Planetesimal formation via the streaming instability in simulations of infall dominated young disks

Citation: Hühn, L.-A.; Dullemond, C. P.; Lebreuilly, U.; Klessen, R. S.; Maury, A; Rosotti, G. P.; Hennebelle, P.; Pacetti, E.; Testi, L.; Molinari, S.; 2025; in press. (arXiv:2503.13606)

Protoplanetary disks naturally emerge during protostellar core-collapse. In their early evolutionary stages, infalling material dominates their dynamical evolution. In the context of planet formation, this means that the conditions in young disks are different from the typically considered disks where infall has subsided.
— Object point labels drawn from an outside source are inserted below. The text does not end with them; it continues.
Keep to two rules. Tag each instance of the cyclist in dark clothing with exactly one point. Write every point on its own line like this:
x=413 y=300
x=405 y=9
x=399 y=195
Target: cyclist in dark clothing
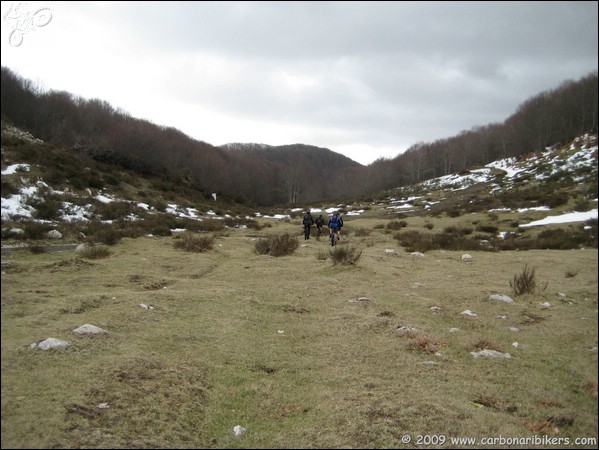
x=334 y=227
x=307 y=222
x=319 y=224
High inward velocities are caused by the advection of accreted material which is deficient in angular momentum, rather than being set by viscous spreading, and accretion gives rise to strong velocity fluctuations. Therefore, we aim to investigate when it is possible for the first planetesimals to form and subsequent planet formation to commence. We analyze the disks obtained in numerical 3D nonideal magnetohydrodynamical simulations, which serve as a basis for 1D models representing the conditions during the Class 0/I evolutionary stages. We integrate the 1D models with an adapted version of the TwoPopPy code to investigate the formation of the first planetesimals via the streaming instability. In disks with temperatures such that the snow line is located at ${\sim}10\ \mathrm{AU}$ and where it is assumed that velocity fluctuations felt by the dust are reduced by a factor of 10 compared to the gas, ${\sim}\ 10^{-3}M_\odot$ of planetesimals may be formed already during the first 100 kyr after disk formation, implying the possible early formation of giant planet cores. The cold-finger effect at the snow line is the dominant driver of planetesimal formation, which occurs in episodes and utilizes solids supplied directly from the envelope, leaving the disk solid reservoir intact. However, if the cold-finger effect is suppressed, early planetesimal formation is limited to cold disks with efficient dust settling whose dust-to-gas ratio is initially enriched to $\epsilon_0\geq 0.03$.